KILLING AUDIENCES, KILLING BIG GAME

 Now available on Prime Video:

All Joking Aside--Adorable young Charlene tries out her standup comedy skills at a New York club one night; she gets heckled off the stage by a middle-aged jerk. Later she learns her heckler, Bob, was once a promising, rising comedian who flamed out for various personal reasons. She enlists him, for money, to help her build a set.

"I've seen this movie before" says Bob (Brian Markinson) when Charlene (Raylene Harewood) makes her proposal. But he takes the gig, Charlene gradually begins to feel her way to getting laughs, and, since Charlene gained her standup ambitions from her late dad, and Bob is estranged from his daughter, the two of them just naturally bond.

You've seen this movie before, too. But there's a reason why: This general story template of "old veteran mentors novice" works. It works in this Canadian production because the veteran Markinson and the relative novice Harewood are both charming, and director Shannon Kohli, working from a script by James Pickering, captures an unforced chemistry between them.

I've never seen a dramatization of standup that has quite the hilarious edge and energy of real standup; not Punchline, not The Marvelous Mrs. Maisel. The closest I've seen, I think, is Cliff Gorman's brief turn as a faux Lenny Bruce in Bob Fosse's 1979 All That Jazz, but truly funny as it was, even that somehow felt like an actor excellently pretending to do standup, not a standup doing standup.

That's what Harewood seems like here, too. But the story is structured so that after a while we accept this as a convention, like when they don't show you the hands of the actor playing a surgeon actually removing somebody's appendix.

Available for rent on YouTube:

Wild Daze--Phyllis Stuart's documentary makes the case, in passionate, overtly editorial terms, that the killing of big fauna in Africa is a big problem, not just for Africans, not just for animal lovers. The importance of large animals to ecosystems, and thus to the environment worldwide, is insufficiently understood, as is the complex problem of why humans wantonly kill large animals.

So Stuart breaks it down for us, in "Acts." Act One covers the corruption and greed behind the trade in things like ivory and rhino horn; Act Two then explains the conflict between animals and, say, farmers or ranchers; Act Three discusses hunting, legal and not.

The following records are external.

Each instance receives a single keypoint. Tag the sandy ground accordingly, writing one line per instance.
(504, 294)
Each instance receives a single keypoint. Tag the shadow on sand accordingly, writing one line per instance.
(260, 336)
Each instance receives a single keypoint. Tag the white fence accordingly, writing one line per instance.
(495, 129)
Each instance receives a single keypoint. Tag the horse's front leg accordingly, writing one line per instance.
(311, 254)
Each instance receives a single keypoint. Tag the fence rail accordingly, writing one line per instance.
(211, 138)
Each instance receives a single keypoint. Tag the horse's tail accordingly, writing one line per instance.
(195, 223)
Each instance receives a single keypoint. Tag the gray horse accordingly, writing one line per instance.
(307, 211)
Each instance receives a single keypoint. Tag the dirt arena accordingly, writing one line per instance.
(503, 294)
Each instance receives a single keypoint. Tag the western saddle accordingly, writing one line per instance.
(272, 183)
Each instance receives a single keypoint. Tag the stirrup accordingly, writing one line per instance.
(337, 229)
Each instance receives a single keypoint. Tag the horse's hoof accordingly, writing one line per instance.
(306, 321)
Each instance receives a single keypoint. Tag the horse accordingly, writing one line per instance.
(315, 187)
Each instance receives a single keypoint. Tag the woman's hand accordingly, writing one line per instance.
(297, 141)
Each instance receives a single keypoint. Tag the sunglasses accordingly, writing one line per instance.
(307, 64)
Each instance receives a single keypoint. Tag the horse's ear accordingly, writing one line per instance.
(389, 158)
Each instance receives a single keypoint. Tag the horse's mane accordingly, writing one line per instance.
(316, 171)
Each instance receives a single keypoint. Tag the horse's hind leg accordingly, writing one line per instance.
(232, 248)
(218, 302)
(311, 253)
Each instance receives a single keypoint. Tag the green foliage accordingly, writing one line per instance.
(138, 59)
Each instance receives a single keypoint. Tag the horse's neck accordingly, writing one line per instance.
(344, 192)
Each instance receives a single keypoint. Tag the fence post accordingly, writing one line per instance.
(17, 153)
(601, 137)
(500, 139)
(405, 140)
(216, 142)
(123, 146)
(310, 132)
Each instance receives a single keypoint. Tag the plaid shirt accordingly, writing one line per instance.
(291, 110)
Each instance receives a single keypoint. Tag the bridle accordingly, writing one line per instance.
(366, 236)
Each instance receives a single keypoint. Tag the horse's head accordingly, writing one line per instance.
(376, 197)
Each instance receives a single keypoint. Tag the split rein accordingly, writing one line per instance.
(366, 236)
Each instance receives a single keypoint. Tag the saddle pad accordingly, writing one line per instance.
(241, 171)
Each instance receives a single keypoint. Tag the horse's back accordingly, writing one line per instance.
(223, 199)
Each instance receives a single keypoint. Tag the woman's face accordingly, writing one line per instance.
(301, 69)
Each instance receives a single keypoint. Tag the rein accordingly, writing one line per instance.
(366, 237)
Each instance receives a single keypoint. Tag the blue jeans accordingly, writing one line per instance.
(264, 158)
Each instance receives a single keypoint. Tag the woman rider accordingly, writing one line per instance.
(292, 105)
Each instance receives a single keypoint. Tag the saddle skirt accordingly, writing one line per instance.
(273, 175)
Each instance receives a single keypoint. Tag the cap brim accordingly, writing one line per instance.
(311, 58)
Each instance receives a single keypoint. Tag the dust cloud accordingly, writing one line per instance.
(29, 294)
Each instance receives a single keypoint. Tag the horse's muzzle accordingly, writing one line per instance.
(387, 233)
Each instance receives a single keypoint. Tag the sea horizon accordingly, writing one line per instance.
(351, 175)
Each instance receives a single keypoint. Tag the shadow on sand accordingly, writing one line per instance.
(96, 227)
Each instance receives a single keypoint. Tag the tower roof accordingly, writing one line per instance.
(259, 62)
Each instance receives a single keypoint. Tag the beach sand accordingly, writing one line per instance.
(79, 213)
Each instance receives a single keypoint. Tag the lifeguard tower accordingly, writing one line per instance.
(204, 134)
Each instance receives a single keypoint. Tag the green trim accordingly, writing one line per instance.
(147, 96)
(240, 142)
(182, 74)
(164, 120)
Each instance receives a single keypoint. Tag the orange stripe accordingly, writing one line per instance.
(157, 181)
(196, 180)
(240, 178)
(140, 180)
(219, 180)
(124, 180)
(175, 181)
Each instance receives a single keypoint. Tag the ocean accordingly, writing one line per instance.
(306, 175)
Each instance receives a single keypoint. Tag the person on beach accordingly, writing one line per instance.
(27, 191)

There are numerous talking heads, ranging from Jane Goodall to a professional hunter named Pete Swanepoel, Jr. whose cognitive dissonance about what he does seems almost deranged. There's also some rivetingly beautiful animal footage. My favorite moment occurs when Swanepoel repeats the tired line that "Hunting is the best form of conservation" and Stuart times it to a shot of an ostrich taking a crap.

And, as with Saul Schwartz's harrowing 2017 Trophy, there is also plenty of footage of animal death and mutilation and suffering that is all but unwatchable. The use of such horrific material is, of course, perfectly legitimate in terms of these films' purposes, but therein lies the problem: People like Trump's sons or the Jimmy Johns guy--or, say, an art collector who fancies carved ivory--are unlikely to watch Wild Daze, and people sympathetic to animals and to environmentalism already agree with its position. It's a strong movie, but who, exactly, is it aimed at?